Nichts tun und damit den faschistischen Leugnern folgen, das führt die Menschheit verantwortungslos in den Abgrund. In AfD-Manier das Problem einer preiswerten Lösung des Energiebedarfs für die Massen scheinbar mit „billigem russischem Gas“ lösen? Das dient nur der Köderung der Massen. Die hohen Preise für die Profite der Gas- und Ölkonzerne hat die AfD stets ausgeblendet. Auch russisches Erdgas bedeutet Nutzung fossiler Energieträger.
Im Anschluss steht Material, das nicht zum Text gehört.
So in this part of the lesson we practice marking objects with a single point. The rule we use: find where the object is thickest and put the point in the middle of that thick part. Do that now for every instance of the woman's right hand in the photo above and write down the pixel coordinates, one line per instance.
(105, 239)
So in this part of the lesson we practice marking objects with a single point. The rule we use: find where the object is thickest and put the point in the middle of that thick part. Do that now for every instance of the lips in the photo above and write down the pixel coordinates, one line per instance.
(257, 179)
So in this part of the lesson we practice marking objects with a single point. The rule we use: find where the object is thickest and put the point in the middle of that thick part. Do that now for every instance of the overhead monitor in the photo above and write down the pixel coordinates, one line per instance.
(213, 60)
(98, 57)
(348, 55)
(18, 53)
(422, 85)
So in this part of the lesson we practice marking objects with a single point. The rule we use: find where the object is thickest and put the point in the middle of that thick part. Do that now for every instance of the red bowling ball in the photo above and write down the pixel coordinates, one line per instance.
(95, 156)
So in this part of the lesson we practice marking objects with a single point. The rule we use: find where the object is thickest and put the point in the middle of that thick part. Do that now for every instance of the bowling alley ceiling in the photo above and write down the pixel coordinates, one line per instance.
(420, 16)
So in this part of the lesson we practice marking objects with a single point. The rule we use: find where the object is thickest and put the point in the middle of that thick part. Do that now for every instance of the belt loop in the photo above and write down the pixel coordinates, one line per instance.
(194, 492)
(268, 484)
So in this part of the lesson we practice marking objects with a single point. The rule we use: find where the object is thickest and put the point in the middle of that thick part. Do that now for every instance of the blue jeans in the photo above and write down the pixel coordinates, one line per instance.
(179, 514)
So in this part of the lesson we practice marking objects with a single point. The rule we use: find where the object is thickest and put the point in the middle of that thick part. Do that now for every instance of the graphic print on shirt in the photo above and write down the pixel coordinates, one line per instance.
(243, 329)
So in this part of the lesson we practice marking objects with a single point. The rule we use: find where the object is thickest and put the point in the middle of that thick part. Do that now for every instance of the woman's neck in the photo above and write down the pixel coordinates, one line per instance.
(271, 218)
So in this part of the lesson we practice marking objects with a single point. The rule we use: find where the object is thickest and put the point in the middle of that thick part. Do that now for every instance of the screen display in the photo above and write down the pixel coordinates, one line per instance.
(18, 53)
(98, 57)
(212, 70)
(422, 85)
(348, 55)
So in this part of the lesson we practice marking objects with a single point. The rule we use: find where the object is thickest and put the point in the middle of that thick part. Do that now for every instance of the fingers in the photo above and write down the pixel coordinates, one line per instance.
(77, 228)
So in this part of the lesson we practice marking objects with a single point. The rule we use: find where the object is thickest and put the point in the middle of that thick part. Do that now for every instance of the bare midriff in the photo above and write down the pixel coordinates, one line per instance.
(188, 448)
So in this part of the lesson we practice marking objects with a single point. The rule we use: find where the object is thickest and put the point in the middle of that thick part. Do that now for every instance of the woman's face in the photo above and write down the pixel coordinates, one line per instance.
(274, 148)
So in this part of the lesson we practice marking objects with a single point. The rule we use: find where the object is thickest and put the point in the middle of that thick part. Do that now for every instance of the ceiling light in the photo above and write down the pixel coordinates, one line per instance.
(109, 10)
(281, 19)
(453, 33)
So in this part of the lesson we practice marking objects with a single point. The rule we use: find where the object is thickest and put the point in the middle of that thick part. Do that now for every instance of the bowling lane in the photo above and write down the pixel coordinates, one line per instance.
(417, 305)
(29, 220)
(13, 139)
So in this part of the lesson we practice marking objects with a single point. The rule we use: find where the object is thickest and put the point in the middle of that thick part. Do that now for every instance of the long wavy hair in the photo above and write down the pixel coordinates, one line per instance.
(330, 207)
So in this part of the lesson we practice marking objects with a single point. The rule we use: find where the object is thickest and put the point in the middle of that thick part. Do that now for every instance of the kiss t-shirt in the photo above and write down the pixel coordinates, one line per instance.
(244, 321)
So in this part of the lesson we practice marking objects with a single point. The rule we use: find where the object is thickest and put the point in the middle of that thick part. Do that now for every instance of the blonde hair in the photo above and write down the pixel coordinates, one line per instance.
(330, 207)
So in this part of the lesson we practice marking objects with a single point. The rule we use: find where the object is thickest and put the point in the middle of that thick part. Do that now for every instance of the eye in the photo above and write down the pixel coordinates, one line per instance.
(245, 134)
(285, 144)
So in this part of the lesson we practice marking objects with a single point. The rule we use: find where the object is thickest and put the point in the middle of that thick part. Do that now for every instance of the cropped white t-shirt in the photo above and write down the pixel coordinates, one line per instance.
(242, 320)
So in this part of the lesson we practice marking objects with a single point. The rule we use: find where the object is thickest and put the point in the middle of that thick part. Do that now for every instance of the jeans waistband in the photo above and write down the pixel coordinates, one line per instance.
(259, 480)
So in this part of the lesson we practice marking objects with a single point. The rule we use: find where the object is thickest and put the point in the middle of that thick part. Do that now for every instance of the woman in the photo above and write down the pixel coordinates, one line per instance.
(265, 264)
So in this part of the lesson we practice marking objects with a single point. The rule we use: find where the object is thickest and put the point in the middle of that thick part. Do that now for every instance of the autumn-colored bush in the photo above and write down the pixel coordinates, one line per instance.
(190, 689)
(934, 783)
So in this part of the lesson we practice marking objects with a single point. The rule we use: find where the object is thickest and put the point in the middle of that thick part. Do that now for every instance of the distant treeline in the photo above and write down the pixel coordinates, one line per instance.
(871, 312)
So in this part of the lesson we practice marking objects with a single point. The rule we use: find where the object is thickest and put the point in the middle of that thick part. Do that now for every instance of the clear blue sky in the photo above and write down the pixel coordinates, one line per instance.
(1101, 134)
Kampf zur Abmilderung der begonnenen globalen Klimakatastrophe
Als wirklich wirksame Maßnahme muss die sofortige Umstellung auf den Auf- und Ausbau der Erzeugung erneuerbarer Energie für Strom, Wärme und Kühlung durch Sonne, Wind, Wasser- und Wellenkraft sowie Erdwärme durchgesetzt werden. Diese und weitere Schutzmaßnahmen gegen die globale Umweltkatastrophe müssen auf Kosten der internationalen Monopole als Hauptverursacher, als Schule des Klassenkampfs, um eine gesellschaftsverändernde Umweltbewegung, um die Einheit von Arbeiter- und Umweltbewegung geführt werden. (4)
Die globale Umweltkatastrophe ist ein irreversibler Prozess, gesetzmäßig verursacht durch das imperialistische Weltsystem. Die natürliche Umwelt kann nur durch seine revolutionäre Überwindung und den Aufbau des echten Sozialismus gerettet werden.